Both authors agree that cutting intelligence budgets ends up costing more than they save.

Both authors also discuss the relation between intelligence and conspiracy theories. First, both identify a few that were real, including the recent revelation of a Cold War deal with a leading manufacturer of government encoding machines. However, far more often people see conspiracies where none exist. Part of Walton’s data comes from England, and he suggests that “Those who tend to see … conspiracy overestimate the competency of those in Whitehall (home of British Secret Intelligence Service, MI6, much as ‘Langley’ is a term used for the American CIA).” Zegart quips that from her analysis of the impact of spytainment and her survey of Ivy League courses, students are more likely to hear a professor discuss U2 the rock band than the U-2 spy plane, one point of which is that ignorance of espionage history and practice is a great breeding ground for conspiracy theories. While Stalin’s paranoia is well known, Walton provides evidence of Lenin’s as well, and concludes that Putin is “a naturally inclined conspiracist.” (Note that Putin began his career in counterintelligence—ferreting out spies.)

As outstanding as both books are, no text of such depth can be perfect. The most serious problem with Walton’s Spies is that the bibliography is solely online (and often inaccessible), and the entries on it do not always include dates and publisher information. In the book itself, if part of Walton’s thesis is that the Cold War started in 1917, shouldn’t he have offered more than one example of early espionage? Recent scholarship in most areas is thorough (based on the endnotes), but some important books are missing, including G-Man by Beverly Gage (for its new data about the FBI’s work abroad [which it is not supposed to do], and which I reviewed in Skeptic).

Most of Walton’s 548 pages of main text are well used, but some ancillary material (such as recently declassified World War II British intelligence work unrelated to Russia) might have been edited out for length, however fascinating and new it is.

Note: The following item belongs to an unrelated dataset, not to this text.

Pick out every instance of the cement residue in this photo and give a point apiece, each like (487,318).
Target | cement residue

I also wonder if, in a history book, it is best practice for an author to explicitly discuss implications for the present, which he does, with several opening pages on Russia’s 2022 invasion of Ukraine and a closing chapter on the relevance of the book’s conclusions to 21st century Chinese espionage. That said, this is telling, or at least amusing: for this book, it was discovered that a World War II Russian operative in Ukraine was named Nikita Khrushchev, who might not have gone on to become a future Soviet leader had he tried to warn Stalin about German troops massing on the border of Russia. Another likely case of the futility of speaking truth to power in the old Soviet bloc is the anecdote about a lone non-Communist Czech minister, Jan Masaryk, who tried to warn the public about Soviet tyranny and soon died from falling out a window, allegedly from suicide.

Walton offers two examples of recent or new evidence that the world came closer to nuclear war than previously known.

More to the point, Walton offers two examples of recent or new evidence that the world came closer to nuclear war than previously known in not only the Cuban Missile Crisis, but, possibly, also in a 1980s military exercise that may have been mistaken for the real thing. Both resulted in increased dialogue between the U.S. and Russia.

The two books are masterclasses on their respective subjects. Walton doesn’t just incorporate recent research on Soviet Russian espionage, but he has investigated original documents (some declassified very recently) in Russia, Ukraine (for its intelligence about the Soviet Union), Britain, the U.S., and elsewhere. In addition to Zegart’s original research and government work, she has mastered a vast secondary literature and demonstrates her experience in explaining it. Both can be read by skeptics for evidence of the very real dangers posed by confirmation bias and lack of critical thinking by the highest government officials, as well as by the general public who, at least in some countries, empower them.